Skip to content

Task 5.5.2: Automated Alert Rules

Status: Complete Date: 2026-02-09

Summary

Implemented an automated alert rule engine that evaluates audit events against configurable rules and dispatches notifications via multiple channels (Email, Slack, PagerDuty). Supports windowed counting, alert deduplication, and severity-based routing.

Components

AlertSeverity (Enum)

Five levels: INFO, LOW, MEDIUM, HIGH, CRITICAL

AlertCondition (Pydantic Model)

Field-level matching with operators: eq, ne, contains, in, gt, lt Supports dot notation for metadata fields (e.g., metadata.path).

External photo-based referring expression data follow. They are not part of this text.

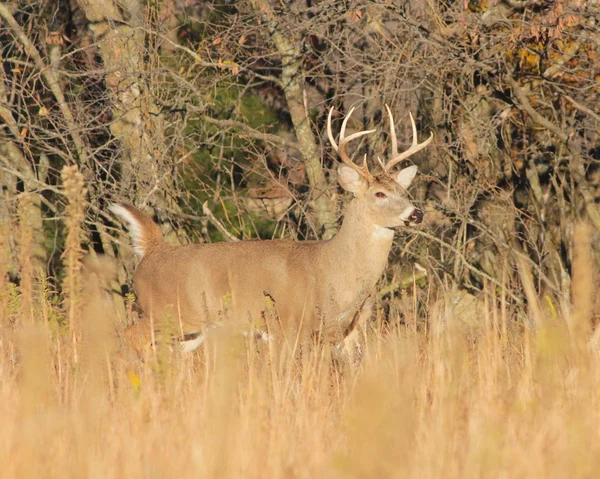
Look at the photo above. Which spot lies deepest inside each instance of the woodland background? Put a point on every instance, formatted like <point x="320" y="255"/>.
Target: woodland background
<point x="211" y="115"/>
<point x="482" y="358"/>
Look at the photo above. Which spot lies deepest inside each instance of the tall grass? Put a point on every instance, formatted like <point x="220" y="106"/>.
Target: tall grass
<point x="506" y="396"/>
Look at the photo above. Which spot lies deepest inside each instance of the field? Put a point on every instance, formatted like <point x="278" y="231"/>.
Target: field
<point x="224" y="121"/>
<point x="434" y="396"/>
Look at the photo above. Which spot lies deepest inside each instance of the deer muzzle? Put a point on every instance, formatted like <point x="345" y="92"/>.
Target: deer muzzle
<point x="416" y="216"/>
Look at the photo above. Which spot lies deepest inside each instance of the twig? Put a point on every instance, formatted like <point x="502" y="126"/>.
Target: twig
<point x="535" y="116"/>
<point x="215" y="221"/>
<point x="49" y="74"/>
<point x="469" y="265"/>
<point x="582" y="108"/>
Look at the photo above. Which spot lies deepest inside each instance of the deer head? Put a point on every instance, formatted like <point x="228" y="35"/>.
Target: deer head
<point x="382" y="198"/>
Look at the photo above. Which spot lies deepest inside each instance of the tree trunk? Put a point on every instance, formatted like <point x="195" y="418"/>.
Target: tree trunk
<point x="288" y="47"/>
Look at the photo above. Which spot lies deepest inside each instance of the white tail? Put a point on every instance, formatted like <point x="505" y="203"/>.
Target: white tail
<point x="309" y="287"/>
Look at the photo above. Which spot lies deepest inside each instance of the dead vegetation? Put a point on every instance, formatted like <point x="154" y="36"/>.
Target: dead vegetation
<point x="481" y="359"/>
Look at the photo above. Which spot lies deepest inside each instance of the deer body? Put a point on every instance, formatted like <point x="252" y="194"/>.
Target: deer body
<point x="308" y="287"/>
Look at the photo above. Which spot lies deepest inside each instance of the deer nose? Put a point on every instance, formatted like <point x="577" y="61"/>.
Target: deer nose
<point x="416" y="216"/>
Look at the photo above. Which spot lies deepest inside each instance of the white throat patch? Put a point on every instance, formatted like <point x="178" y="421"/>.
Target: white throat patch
<point x="380" y="232"/>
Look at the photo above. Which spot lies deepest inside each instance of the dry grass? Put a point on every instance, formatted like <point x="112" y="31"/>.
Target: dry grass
<point x="494" y="399"/>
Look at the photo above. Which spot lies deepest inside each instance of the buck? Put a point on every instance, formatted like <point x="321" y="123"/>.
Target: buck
<point x="309" y="287"/>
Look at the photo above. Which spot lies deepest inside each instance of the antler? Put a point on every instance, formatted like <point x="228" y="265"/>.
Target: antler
<point x="341" y="149"/>
<point x="398" y="157"/>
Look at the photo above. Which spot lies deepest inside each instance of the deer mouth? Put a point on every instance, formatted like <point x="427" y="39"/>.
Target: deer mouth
<point x="415" y="218"/>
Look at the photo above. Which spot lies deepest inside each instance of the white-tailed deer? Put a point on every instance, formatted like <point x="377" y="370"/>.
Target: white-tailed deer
<point x="309" y="287"/>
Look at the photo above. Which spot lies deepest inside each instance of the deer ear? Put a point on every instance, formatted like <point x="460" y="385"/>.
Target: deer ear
<point x="405" y="176"/>
<point x="350" y="179"/>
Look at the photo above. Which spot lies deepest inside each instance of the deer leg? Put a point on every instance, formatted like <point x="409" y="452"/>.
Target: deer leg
<point x="351" y="344"/>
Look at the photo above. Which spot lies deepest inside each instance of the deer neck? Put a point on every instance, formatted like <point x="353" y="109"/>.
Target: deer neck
<point x="361" y="247"/>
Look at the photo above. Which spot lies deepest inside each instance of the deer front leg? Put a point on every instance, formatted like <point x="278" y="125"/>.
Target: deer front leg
<point x="351" y="346"/>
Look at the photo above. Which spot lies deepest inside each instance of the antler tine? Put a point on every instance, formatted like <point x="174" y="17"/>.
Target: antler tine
<point x="392" y="131"/>
<point x="341" y="148"/>
<point x="414" y="147"/>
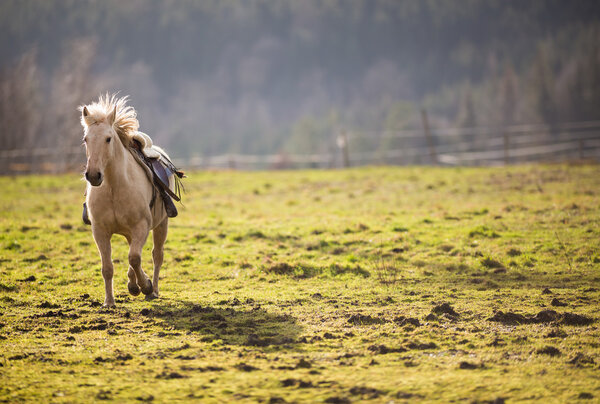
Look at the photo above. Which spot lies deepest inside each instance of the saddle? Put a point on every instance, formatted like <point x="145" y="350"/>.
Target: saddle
<point x="161" y="168"/>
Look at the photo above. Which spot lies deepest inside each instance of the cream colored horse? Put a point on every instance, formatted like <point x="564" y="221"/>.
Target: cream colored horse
<point x="119" y="194"/>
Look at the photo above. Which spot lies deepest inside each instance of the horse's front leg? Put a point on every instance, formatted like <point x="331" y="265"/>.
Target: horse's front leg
<point x="138" y="239"/>
<point x="102" y="240"/>
<point x="159" y="235"/>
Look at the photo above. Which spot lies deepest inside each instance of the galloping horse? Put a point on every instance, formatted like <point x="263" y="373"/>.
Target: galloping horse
<point x="121" y="193"/>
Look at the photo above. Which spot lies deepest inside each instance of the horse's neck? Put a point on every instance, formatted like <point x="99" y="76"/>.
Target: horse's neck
<point x="120" y="170"/>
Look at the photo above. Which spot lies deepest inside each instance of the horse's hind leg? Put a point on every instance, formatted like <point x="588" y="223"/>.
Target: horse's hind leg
<point x="135" y="263"/>
<point x="102" y="240"/>
<point x="159" y="235"/>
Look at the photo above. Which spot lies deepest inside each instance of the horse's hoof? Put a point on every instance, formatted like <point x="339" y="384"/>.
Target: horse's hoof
<point x="147" y="289"/>
<point x="134" y="289"/>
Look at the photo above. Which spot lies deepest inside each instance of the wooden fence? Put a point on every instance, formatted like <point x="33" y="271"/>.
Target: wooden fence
<point x="451" y="146"/>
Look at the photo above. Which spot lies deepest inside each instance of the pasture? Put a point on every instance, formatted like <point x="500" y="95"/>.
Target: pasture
<point x="382" y="284"/>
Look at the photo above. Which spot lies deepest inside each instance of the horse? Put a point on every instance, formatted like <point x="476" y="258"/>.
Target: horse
<point x="120" y="194"/>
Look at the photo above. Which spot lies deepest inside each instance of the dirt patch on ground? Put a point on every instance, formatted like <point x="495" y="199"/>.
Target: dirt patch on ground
<point x="543" y="317"/>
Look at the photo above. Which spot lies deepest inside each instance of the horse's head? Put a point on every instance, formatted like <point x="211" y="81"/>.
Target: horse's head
<point x="100" y="141"/>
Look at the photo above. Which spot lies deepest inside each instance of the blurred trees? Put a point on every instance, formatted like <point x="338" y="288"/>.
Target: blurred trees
<point x="259" y="76"/>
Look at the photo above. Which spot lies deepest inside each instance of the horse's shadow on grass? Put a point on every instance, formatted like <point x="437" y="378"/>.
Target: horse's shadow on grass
<point x="241" y="324"/>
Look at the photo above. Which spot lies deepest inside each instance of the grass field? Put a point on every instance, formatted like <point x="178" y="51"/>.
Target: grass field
<point x="382" y="284"/>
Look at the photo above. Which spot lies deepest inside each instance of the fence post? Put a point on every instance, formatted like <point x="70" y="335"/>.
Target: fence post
<point x="428" y="137"/>
<point x="506" y="145"/>
<point x="342" y="142"/>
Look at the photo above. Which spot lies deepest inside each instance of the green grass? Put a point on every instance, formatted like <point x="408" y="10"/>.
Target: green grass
<point x="314" y="286"/>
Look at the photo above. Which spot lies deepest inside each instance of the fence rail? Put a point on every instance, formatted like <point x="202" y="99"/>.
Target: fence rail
<point x="448" y="146"/>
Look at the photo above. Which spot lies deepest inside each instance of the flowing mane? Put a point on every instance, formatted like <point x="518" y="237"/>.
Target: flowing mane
<point x="125" y="124"/>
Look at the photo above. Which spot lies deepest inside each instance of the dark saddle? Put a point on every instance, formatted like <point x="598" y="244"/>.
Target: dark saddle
<point x="162" y="169"/>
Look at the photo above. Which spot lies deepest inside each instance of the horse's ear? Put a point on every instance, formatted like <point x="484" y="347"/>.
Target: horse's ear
<point x="85" y="117"/>
<point x="112" y="116"/>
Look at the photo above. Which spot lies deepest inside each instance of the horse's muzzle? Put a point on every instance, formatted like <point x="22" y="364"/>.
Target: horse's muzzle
<point x="94" y="179"/>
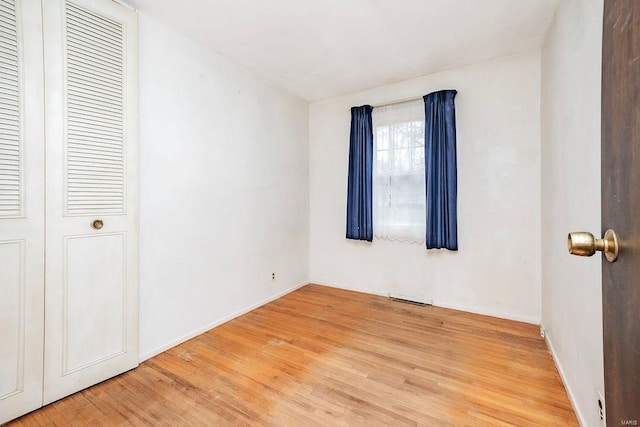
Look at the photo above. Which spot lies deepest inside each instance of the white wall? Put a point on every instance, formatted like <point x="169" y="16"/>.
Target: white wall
<point x="224" y="189"/>
<point x="571" y="286"/>
<point x="497" y="269"/>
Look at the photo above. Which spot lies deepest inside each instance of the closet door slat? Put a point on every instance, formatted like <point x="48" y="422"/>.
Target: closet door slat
<point x="93" y="173"/>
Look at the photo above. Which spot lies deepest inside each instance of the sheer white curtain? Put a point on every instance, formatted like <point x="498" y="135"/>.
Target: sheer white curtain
<point x="398" y="172"/>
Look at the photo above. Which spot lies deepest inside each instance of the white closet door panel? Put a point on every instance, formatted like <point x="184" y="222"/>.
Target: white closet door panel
<point x="21" y="208"/>
<point x="92" y="274"/>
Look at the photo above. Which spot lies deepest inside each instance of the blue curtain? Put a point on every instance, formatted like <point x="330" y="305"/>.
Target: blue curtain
<point x="441" y="170"/>
<point x="359" y="192"/>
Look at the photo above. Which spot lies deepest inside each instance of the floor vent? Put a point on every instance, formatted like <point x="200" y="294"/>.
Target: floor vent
<point x="409" y="300"/>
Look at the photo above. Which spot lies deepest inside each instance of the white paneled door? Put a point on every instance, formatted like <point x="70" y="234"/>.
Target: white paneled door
<point x="90" y="51"/>
<point x="21" y="207"/>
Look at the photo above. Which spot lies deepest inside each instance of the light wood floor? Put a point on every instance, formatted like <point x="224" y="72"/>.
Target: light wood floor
<point x="322" y="356"/>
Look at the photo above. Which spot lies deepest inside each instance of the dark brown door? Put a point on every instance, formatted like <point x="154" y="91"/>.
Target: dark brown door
<point x="621" y="208"/>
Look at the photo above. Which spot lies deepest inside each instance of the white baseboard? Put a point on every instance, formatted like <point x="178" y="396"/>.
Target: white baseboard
<point x="572" y="399"/>
<point x="218" y="322"/>
<point x="486" y="312"/>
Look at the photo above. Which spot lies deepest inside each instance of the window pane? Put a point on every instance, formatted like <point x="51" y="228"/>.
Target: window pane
<point x="398" y="186"/>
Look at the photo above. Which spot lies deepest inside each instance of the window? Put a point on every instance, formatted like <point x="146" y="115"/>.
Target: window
<point x="398" y="172"/>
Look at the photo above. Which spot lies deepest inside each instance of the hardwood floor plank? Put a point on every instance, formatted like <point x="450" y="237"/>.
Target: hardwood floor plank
<point x="324" y="356"/>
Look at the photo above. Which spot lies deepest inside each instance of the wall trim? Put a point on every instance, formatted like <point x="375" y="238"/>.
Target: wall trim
<point x="485" y="312"/>
<point x="572" y="398"/>
<point x="218" y="322"/>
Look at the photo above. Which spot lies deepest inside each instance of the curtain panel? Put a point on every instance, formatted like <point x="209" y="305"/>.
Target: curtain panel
<point x="441" y="170"/>
<point x="359" y="187"/>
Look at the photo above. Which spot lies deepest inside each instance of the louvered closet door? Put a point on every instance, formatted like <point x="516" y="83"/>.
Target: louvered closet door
<point x="92" y="193"/>
<point x="21" y="207"/>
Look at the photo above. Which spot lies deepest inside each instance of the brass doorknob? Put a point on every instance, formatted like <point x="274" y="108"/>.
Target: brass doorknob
<point x="582" y="243"/>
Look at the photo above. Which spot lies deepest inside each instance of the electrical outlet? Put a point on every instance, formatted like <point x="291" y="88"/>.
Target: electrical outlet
<point x="601" y="409"/>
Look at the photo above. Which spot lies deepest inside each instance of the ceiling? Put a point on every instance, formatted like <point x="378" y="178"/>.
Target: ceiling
<point x="317" y="49"/>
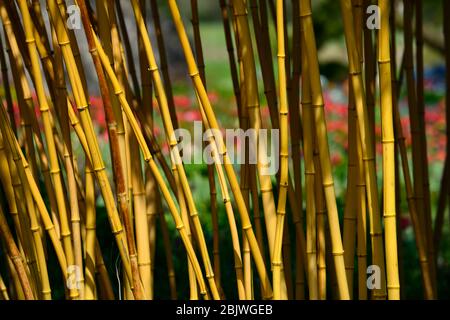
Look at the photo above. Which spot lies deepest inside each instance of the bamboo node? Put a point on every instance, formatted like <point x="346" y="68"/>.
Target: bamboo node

AlertRule (Pydantic Model)

Field Default Description
name (required) Unique rule name
severity MEDIUM Alert severity level
conditions [] List of AlertConditions (all must match)
enabled True Enable/disable rule
channels [SLACK] Notification channels
cooldown_seconds 300 Dedup window (0 = no dedup)
count_threshold 1 Events needed to trigger
time_window_seconds 3600 Window for counting

Notifiers

Notifier Channel Config
EmailNotifier EMAIL SMTP host/port, from/to addresses
SlackNotifier SLACK Webhook URL, channel name
PagerDutyNotifier PAGERDUTY Routing key, min_severity filter

AlertRuleEngine (Main Class)

  1. evaluate(event) - Check event against all rules
  2. Windowed counting - Require N matches in T seconds
  3. Deduplication - Suppress duplicate alerts within cooldown
  4. Multi-channel dispatch - Send to registered notifiers
  5. Statistics tracking - Per-rule and aggregate metrics

Default Rules (10 built-in)

Rule Severity Description
auth_failure_spike HIGH 5+ auth failures in 1 hour
secret_rotation_failure CRITICAL Secret rotation failed
high_risk_denied MEDIUM High-risk operation denied
anomaly_detected HIGH Behavioral anomaly detected
secret_leak_detected CRITICAL Secret leak in output
network_policy_violation MEDIUM Egress policy violation
tool_execution_error LOW 10+ tool errors in 1 hour
hitl_timeout_spike MEDIUM 3+ HITL timeouts in 30 min
container_escape_attempt CRITICAL Container escape attempt
certificate_pinning_failure HIGH TLS cert pin validation failed

Files

File Description
src/harombe/security/alert_rules.py Alert rules engine implementation
tests/security/test_alert_rules.py 65 tests (all passing)

Test Coverage

  • 65 tests across 13 test classes
  • AlertSeverity enum (2)
  • NotificationChannel enum (1)
  • AlertCondition operators (14)
  • AlertRule model (2)
  • Default rules (4)
  • Alert model (2)
  • EmailNotifier (2)
  • SlackNotifier (2)
  • PagerDutyNotifier (3)
  • AlertRuleEngine (15)
  • Statistics (2)
  • Event field extraction (4)
  • Performance (2)
  • Edge cases (4)

Performance

  • 1000 evaluations (10 rules each): <500ms
  • 10000 condition checks: <100ms

Architecture

AuditEvent
AlertRuleEngine
    ├─► evaluate(event)
    │   │
    │   ├─► For each enabled rule:
    │   │   ├── _matches_rule()     ── all conditions must match
    │   │   ├── _check_window()     ── windowed counting threshold
    │   │   ├── _is_deduplicated()  ── cooldown check
    │   │   └── _create_alert()     ── generate Alert object
    │   │
    │   └─► _send_notifications()
    │       ├── EmailNotifier.send()
    │       ├── SlackNotifier.send()
    │       └── PagerDutyNotifier.send()
    ├─► add_rule() / remove_rule()
    ├─► add_notifier() / remove_notifier()
    └─► get_stats()

Acceptance Criteria

  • Evaluates 10+ alert rules (10 default rules)
  • Sends alerts within 1 minute (<1ms per evaluation)
  • Supports multiple notification channels (Email, Slack, PagerDuty)
  • Alert deduplication with configurable cooldown
  • Rule DSL with field matching operators